Isolation mechanisms

Condition for the emergence of species

In reproductive isolation, there is no more gene flow through one or more reproductive barriers. Reproductive barriers can have an intrinsic but also a strange effect and permanently lead to the emergence of a new species (exception: isolation through sterility).
Time isolation: Species can not reproduce because they reproduce during different seasons / times of the day (for example, frog species whose mating season is in different months).
Genetic isolation: By accidental mutations, individuals can no longer be reproductive with the original population.
Physiological isolation: Due to the different shape of the copulation organs, certain species can not reproduce with each other (e.g., in closely related insect species).
Ecological isolation: By exploiting different ecological niches in the same area, there is reproductive isolation (for example, Darwin's finches occupying different ecological niches, some individuals feeding on insects, others on grains).
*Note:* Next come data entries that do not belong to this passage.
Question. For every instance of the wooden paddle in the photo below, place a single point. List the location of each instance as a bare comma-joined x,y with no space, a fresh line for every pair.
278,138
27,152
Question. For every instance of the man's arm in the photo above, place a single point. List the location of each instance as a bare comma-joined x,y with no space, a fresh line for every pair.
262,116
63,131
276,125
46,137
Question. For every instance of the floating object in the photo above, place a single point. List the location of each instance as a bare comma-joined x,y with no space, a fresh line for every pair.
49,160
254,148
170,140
Geographic isolation: Because of geographic barriers, sub-populations of one species can not reproduce among themselves (for example, by continental drift or an increase in sea level).
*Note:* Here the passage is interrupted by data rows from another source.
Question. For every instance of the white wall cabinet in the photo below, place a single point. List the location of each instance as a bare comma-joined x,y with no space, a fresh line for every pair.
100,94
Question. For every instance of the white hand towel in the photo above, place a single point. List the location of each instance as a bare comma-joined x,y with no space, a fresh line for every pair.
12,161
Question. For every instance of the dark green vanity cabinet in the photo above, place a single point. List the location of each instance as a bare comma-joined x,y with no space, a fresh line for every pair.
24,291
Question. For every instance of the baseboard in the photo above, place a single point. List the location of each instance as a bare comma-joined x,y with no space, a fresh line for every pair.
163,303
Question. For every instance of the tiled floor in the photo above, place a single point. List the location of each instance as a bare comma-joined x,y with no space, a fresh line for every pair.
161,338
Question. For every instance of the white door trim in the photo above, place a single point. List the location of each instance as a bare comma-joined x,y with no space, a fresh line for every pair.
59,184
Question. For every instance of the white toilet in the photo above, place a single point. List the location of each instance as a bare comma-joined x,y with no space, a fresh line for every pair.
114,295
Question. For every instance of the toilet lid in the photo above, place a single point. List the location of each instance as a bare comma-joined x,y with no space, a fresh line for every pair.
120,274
Behavior insulation: Different behavior during the mating season isolates species from each other (for example, closely related species of birds that mate at the same time have a different courtship call).
SterilitŠ´t: Crossing two unrelated species may produce bastards with an odd set of chromosomes that are not reproductive. (For example, in a donkey-and-horse cross, the offspring are all infertile because they have an odd set of chromosomes that makes gametes impossible to form).
polyploidy: By polyploidy is meant the presence of more than two chromosome strains. Reproduction is possible only among individuals with identical numbers of chromosome consorts. (For example, plants often form triploid or tetraploid chromosomes and are thus genetically isolated from their native haploid chromosome set).